取材=小永吉陽子 文=鈴木健一郎 写真=野口岳彦、FIBA.com、小永吉陽子

「自分の持ち味を出し切ることにフォーカスした」

富樫勇樹がケガで参加できなかったワールドカップ1次予選のWindow2、日本代表の先発ポイントガードを任されたのは篠山竜青だった。その篠山は、ホームのチャイニーズ・タイペイ戦こそ動きが固かったが、昨日のフィリピン戦では攻守にエナジー全開のプレーを披露。特に試合開始早々の日本の攻勢は、篠山のアタックが呼び込んだもの。自らのプレーでチームに流れを呼び込む先発の務めを果たした。

「チャイニーズ・タイペイ戦が終わって気持ちの切り替えで苦労しましたけど、とにかくやってやろうと。タイペイ戦ではスタートでもありますしホームでもありますし、ちょっと気負いすぎました。自分がスタートとして責任をもって日本を背負って、あえて自分で追い込んでいました。そこが迷いにつながったと反省して、とにかくもう一回気持ちをクリアにして、自分の持ち味を出し切ることにフォーカスしました。それが最初のドライブにつながったと思います」

その後はフィリピンの時間帯に。第1クォーター残り3分半、篠山がベンチに退いた時のスコアは20-9だったが、次にコートに入った時には24-37と2桁のビハインドを背負っていた。ただ、この逆襲を浴びたきっかけとなる時間帯でプレーしていたのは篠山であり、反省は多い。
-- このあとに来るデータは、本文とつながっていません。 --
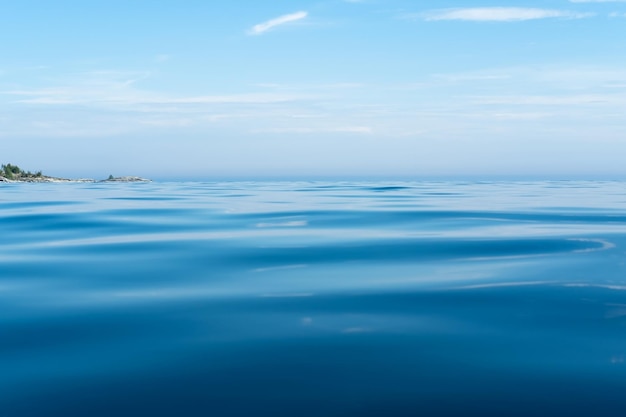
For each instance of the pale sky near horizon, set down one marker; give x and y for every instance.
(339, 88)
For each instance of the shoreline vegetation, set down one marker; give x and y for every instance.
(13, 173)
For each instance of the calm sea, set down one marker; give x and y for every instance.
(313, 299)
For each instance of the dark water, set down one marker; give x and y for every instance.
(313, 299)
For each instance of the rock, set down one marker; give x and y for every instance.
(126, 179)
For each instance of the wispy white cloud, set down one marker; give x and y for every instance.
(278, 21)
(500, 14)
(309, 130)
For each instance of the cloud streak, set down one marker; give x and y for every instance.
(500, 14)
(278, 21)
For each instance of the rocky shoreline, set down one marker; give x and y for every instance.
(13, 173)
(46, 179)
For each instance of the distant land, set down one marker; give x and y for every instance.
(13, 173)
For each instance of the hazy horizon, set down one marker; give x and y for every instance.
(315, 89)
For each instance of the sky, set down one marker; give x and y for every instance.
(197, 89)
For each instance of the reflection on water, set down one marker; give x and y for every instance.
(283, 299)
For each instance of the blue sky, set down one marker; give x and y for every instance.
(254, 89)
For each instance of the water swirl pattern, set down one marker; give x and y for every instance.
(313, 299)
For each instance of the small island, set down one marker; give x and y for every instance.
(13, 173)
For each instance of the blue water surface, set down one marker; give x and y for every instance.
(313, 299)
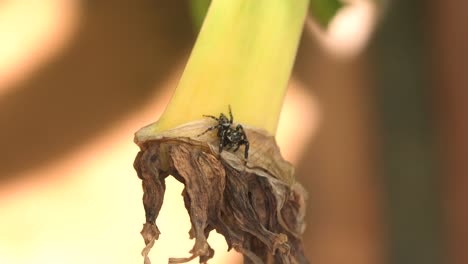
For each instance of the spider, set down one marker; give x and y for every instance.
(229, 137)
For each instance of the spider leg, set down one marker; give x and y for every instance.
(229, 146)
(221, 141)
(237, 146)
(213, 117)
(208, 130)
(230, 115)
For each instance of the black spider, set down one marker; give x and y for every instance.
(229, 137)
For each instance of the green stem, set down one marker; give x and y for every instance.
(243, 56)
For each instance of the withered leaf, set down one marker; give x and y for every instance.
(255, 204)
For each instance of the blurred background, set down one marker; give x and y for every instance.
(375, 121)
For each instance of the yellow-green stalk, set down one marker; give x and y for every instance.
(243, 57)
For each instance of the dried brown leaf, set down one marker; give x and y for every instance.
(255, 204)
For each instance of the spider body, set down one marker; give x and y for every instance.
(230, 137)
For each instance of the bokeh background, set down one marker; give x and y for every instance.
(375, 120)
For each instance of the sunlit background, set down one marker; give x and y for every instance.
(375, 120)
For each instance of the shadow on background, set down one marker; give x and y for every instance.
(115, 60)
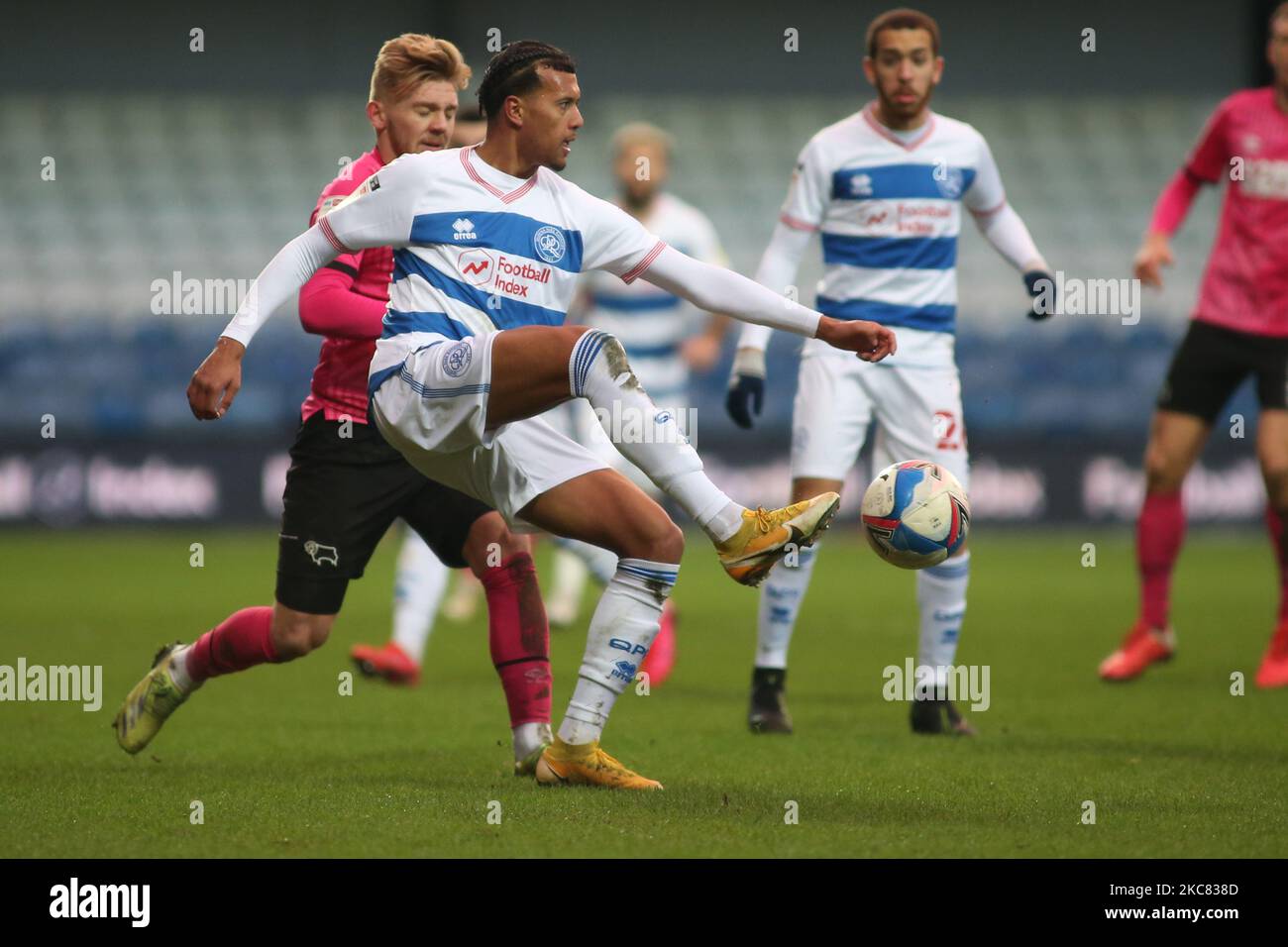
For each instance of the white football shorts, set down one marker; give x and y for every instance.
(434, 412)
(913, 395)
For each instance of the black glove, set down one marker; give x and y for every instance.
(746, 394)
(745, 398)
(1041, 286)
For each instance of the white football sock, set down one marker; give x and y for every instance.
(647, 436)
(419, 585)
(528, 737)
(941, 600)
(780, 604)
(625, 624)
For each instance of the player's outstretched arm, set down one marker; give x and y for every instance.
(777, 270)
(721, 290)
(1170, 210)
(215, 382)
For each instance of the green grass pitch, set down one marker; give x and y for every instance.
(286, 766)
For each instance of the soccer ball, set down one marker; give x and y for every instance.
(914, 514)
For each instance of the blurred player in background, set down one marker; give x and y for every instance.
(420, 578)
(1239, 329)
(346, 484)
(657, 329)
(885, 188)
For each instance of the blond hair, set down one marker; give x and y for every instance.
(407, 60)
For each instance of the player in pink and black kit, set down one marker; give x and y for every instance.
(347, 484)
(1239, 329)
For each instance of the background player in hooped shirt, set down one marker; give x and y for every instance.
(346, 484)
(885, 189)
(666, 339)
(488, 243)
(1239, 329)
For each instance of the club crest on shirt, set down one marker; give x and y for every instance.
(549, 244)
(456, 360)
(330, 204)
(949, 182)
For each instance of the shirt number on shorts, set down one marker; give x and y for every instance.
(948, 432)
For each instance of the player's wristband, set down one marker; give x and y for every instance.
(747, 361)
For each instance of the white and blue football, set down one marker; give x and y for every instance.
(914, 514)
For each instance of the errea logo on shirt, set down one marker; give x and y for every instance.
(861, 185)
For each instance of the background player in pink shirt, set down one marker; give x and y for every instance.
(1239, 329)
(347, 484)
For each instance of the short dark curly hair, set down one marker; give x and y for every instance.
(513, 71)
(903, 18)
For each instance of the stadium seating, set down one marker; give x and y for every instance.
(209, 187)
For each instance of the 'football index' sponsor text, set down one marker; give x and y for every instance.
(81, 684)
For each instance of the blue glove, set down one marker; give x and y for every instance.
(746, 394)
(1035, 281)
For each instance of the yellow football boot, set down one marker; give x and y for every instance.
(767, 536)
(563, 764)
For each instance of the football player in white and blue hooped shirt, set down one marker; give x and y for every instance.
(488, 243)
(665, 335)
(885, 189)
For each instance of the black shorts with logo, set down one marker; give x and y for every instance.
(1212, 361)
(342, 495)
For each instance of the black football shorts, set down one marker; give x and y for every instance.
(342, 495)
(1212, 361)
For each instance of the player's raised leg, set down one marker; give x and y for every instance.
(420, 582)
(1273, 454)
(518, 633)
(246, 638)
(536, 368)
(1175, 442)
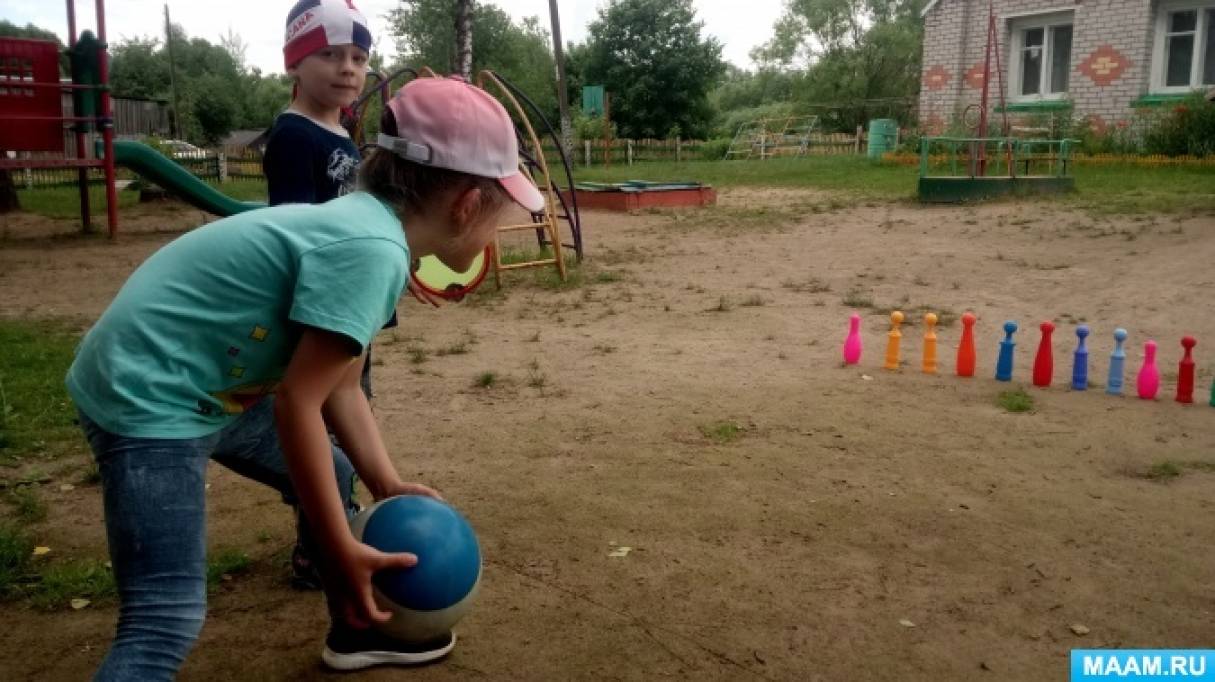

「ディフェンスで対応されたというより、こちらのディフェンスが甘くなりました。ペネトレイトを簡単に立て続けにやられてしまったことと、その後のオフェンスリバウンドですね。ああいうイージーポイントがあると、どうしてもオフェンスで足が止まってしまいます。それがドドッと追い付かれた要因の一つだと思います」

「強い気持ちでアタックすること」の重要性

逆転を許し、15点差まで突き放されたものの、日本代表はそこから巻き返す。フィリピンの大きな波に流されずに踏み止まり、押し返すことができた理由を篠山はこう考える。「強い気持ちでアタックしなさいと、コーチからはとにかくそこを強調されました。それがある程度はできていたと思います。相手のインサイド陣がそこまでアスレチックではないので、ピック&ロールから外角の選手たちがしっかりとアタックすればファウルをもらえたりアシストができる部分を出だしで感覚としてつかめていたので、点差が離れた時もオフェンスで修正できました」

強い気持ちでアタックする──。言葉にすれば簡単だが、それを実行できるのは限られたチームだけ。篠山もそれを理解している。「結局、ペイントにアタックできていないから得点が止まるし、その部分だけだとタイムアウトにも指摘されました。そこをすごくシンプルに、オフェンスに関してはやれたと思います」

強い気持ちでアタックすれば、試合の流れを呼び込むことができる。昨日のフィリピン戦はそれを実証した試合であるとともに、40分間徹底できない結果として落とした試合でもあった。

「後ろを向かずに前を向いて、変えずにやり抜く」

結果として4連敗。厳しい結果ではあるが、篠山は「中の人間がまとまって前を向くしかないというか、落ち込んでてもWindow3はやって来ます」と気持ちを切り替えようとした。「これで希望がなくなってもWindow3はやって来るし、試合がある以上は日本を代表して戦うべきで、それができる権利が僕たち選手にはあるわけで。それは別に恥ずかしいことじゃないです」

篠山が語るのは『JAPAN PRIDE』だ。「結果が伴わなくて、いろいろなことを言わるのは分かっていますけど、人生の中で国を背負って戦う、国を背負ってバスケットボールができるということは、人生80年の中ではすごく大きな経験になると思います。それがもし、結果が出なくていろんなことを言われてたとしても、それは絶対に失敗じゃないと思うし、一人ひとりにとってすごく貴重な経験になると思うので」

「であれば──」と篠山は続ける。「後ろを向かずに前を向いて、一つひとつの試合で国歌を聞いて歌って、国を代表してしっかりバスケットボールをするのが一番かなと思います。そこは変えずにやり抜こうと思います」

篠山はすでに29歳。Bリーグ以前から強豪の東芝で正ポイントガードを務めながら、これまで代表でのチャンスをなかなか得られなかった。だからこそ、国を背負って戦う意義を強く感じている。若い頃から代表でプレーしてきた比江島が、その経験を積み上げてスコアラーとして大成の時を迎えているとすれば、篠山はまた違った経験を糧にポイントガードとしてのスケールアップを果たしている。あとは勝ちがついてくれば──チームにも篠山自身にも、また大きな変化があると期待したい。